Whoever titled the sections had a definite sense of humor...



GMOS and Peru: The Debate Continues


In Peru, the debate over the introduction of GMOs into the country has been very public, involving a plethora of participants such as scientists, chefs, farmers, restaurant owners, politicians, and far-ranging members of civil society. Several Peruvian regions, including Cusco, Lambayeque, Huánuco, Ayacucho, and San Martín, were the first to declare themselves “GMO-free zones.”[i] Lima soon joined as the newest GMO-free zone in late April.[ii] This move came just days after President Alan García and former Peruvian Minister of Agriculture Rafael Quevedo had signed Supreme Decree 003-2011-AG on April 15.[iii]

The decree, which was actually drawn up two years ago, set up an agency to regulate the research, production, and trade of GMOs.[iv] Rafael Quevedo, who has since resigned from office due to intense criticism surrounding his stance on GMOs, claimed that the order was merely “a regulation which tries to eliminate errors, control the use of genetically modified organisms, and make sure they don’t come into the country if they are found to be a risk.”[v] However, many citizens felt that the decree paved the way for a flood of transgenic products into the country, which could hurt its rich biodiversity and its growing market for high quality organic products.

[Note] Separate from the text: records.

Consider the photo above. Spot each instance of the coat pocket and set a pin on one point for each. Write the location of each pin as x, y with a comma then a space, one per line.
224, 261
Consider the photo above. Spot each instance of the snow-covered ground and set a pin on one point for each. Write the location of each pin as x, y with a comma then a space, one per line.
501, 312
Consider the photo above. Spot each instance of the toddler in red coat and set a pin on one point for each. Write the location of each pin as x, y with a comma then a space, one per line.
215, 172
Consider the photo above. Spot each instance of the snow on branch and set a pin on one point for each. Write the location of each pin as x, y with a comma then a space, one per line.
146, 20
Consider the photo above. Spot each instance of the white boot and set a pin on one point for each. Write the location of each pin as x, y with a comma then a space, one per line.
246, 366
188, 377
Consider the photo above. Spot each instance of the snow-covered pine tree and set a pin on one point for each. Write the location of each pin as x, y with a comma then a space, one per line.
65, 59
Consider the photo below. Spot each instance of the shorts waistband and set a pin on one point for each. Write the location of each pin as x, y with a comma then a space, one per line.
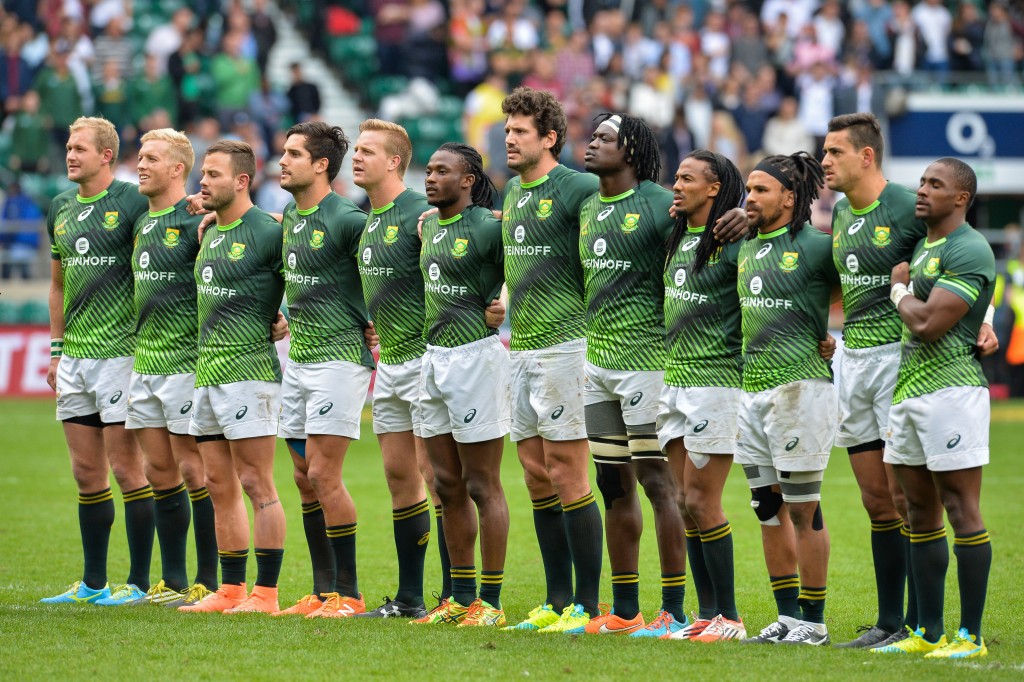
471, 348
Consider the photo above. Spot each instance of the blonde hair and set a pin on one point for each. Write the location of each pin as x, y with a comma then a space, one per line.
396, 141
178, 146
103, 134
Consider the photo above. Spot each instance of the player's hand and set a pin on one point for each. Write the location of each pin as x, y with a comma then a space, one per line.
370, 336
988, 343
423, 216
494, 314
901, 273
279, 330
51, 373
195, 205
731, 226
207, 220
826, 347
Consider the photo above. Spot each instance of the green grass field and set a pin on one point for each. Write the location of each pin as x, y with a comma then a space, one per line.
40, 554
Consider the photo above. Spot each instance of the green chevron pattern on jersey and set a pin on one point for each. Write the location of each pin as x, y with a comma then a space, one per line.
327, 313
784, 285
92, 239
392, 283
463, 270
964, 264
541, 233
622, 247
701, 316
164, 265
240, 289
866, 245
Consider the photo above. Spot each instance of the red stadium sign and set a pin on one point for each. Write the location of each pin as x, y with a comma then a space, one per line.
25, 357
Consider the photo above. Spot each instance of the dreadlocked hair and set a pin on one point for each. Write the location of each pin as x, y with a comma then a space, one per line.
807, 177
483, 188
730, 194
642, 153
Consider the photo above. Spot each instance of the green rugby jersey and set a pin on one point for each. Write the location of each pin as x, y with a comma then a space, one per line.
701, 316
541, 233
462, 268
962, 263
239, 290
392, 284
866, 245
622, 247
92, 239
327, 314
164, 264
784, 285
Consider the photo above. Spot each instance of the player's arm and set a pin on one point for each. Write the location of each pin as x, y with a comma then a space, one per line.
928, 320
56, 322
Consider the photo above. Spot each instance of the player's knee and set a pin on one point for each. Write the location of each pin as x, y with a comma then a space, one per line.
766, 504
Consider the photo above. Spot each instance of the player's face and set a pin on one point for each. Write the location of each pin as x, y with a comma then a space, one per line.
85, 159
937, 196
692, 189
445, 179
155, 168
298, 170
768, 203
370, 160
523, 144
603, 156
219, 185
842, 162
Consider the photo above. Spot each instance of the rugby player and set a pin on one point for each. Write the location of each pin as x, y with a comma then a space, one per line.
787, 410
938, 427
92, 330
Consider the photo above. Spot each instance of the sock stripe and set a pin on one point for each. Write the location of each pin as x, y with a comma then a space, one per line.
138, 494
163, 495
717, 534
545, 503
930, 537
199, 494
311, 507
581, 503
887, 526
410, 512
341, 530
95, 498
975, 540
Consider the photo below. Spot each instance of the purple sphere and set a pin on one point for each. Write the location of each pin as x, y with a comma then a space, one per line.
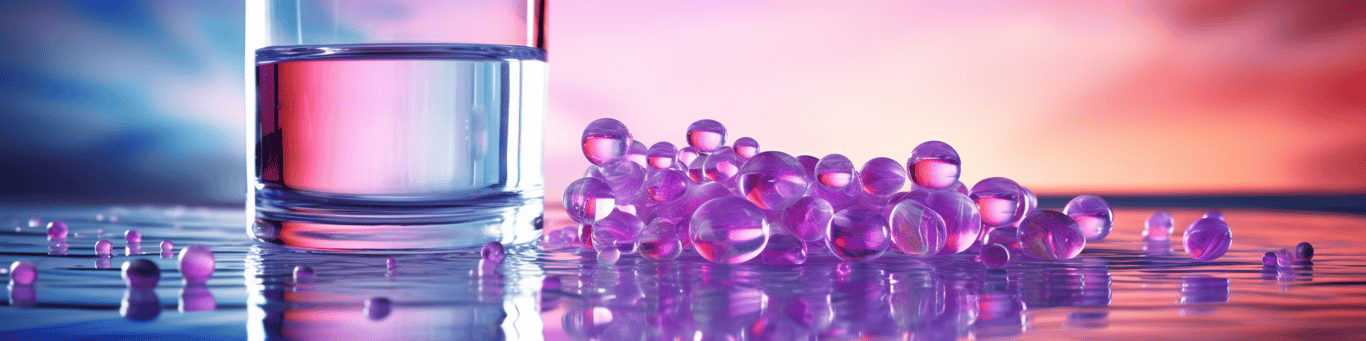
784, 250
706, 135
58, 231
858, 233
493, 251
661, 156
933, 164
1051, 235
773, 180
23, 273
728, 229
807, 218
917, 229
881, 176
1208, 239
605, 141
196, 263
962, 220
141, 273
589, 199
1159, 227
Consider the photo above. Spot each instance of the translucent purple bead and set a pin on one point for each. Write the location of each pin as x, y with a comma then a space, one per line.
728, 229
196, 263
58, 231
141, 273
1159, 227
858, 233
661, 156
995, 255
772, 180
589, 199
706, 135
746, 147
962, 220
881, 176
1093, 214
999, 201
1051, 235
1208, 239
605, 141
917, 229
933, 164
493, 251
807, 218
784, 250
23, 273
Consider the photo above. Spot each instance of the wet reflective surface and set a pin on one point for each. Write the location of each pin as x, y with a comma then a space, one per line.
1118, 288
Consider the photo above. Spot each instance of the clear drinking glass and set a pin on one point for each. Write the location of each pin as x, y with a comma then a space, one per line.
395, 124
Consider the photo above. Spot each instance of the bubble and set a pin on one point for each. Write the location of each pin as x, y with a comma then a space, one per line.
881, 176
999, 201
706, 135
141, 273
605, 141
1208, 239
58, 231
746, 147
589, 199
728, 229
492, 251
196, 263
917, 229
1051, 235
23, 273
1159, 227
933, 164
807, 218
772, 180
858, 233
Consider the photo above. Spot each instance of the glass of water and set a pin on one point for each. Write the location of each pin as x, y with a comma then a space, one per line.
395, 124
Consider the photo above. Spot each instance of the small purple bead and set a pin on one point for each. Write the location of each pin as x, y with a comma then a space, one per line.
995, 255
933, 164
728, 229
807, 218
1159, 227
706, 135
881, 176
1093, 214
784, 250
196, 263
917, 229
493, 251
23, 273
141, 273
103, 247
605, 141
1051, 235
58, 231
746, 147
1208, 239
661, 156
858, 233
773, 180
589, 199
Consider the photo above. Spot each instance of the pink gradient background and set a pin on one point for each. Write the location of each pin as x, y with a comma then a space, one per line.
1064, 97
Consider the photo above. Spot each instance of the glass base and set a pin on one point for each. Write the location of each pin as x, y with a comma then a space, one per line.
353, 224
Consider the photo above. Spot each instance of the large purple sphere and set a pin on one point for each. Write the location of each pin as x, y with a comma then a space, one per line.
728, 229
858, 233
1208, 239
1051, 235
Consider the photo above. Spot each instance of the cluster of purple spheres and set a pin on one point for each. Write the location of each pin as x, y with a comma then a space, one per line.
735, 203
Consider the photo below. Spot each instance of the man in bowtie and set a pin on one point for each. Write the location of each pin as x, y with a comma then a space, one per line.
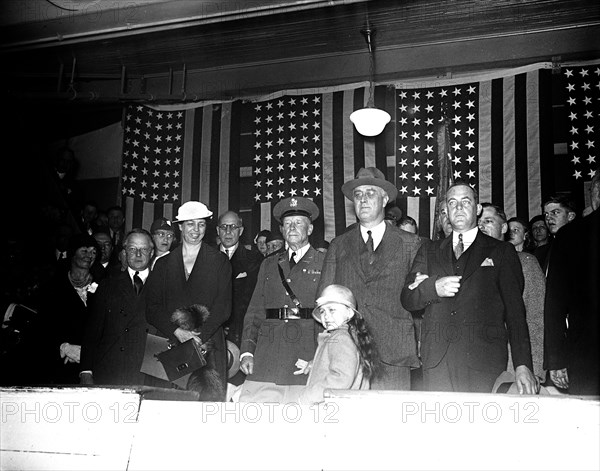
470, 286
115, 333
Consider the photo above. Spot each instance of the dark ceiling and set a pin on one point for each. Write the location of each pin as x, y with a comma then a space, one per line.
195, 50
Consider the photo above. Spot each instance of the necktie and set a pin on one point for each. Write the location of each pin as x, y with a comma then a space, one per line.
138, 284
460, 247
370, 248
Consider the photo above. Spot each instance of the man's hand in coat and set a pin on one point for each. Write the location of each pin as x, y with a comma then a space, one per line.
247, 365
447, 286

The immediate backlash against the signing of the decree indicated that there, indeed, existed widespread support for a GMO-free Peru. Such indications were soon confirmed, as Peru’s Congress recently repealed the decree on June 8 by a 56 to 0 vote, with two abstentions.[vi] The bill has placed a “10-year moratorium on the entrance of genetically modified organisms (GMOs) for cultivation and breeding or any other type of transgenic products.”[vii] However, the transgenic battle in Peru is far from decidedly won, as the moratorium simply puts the heated spar on a temporary hold.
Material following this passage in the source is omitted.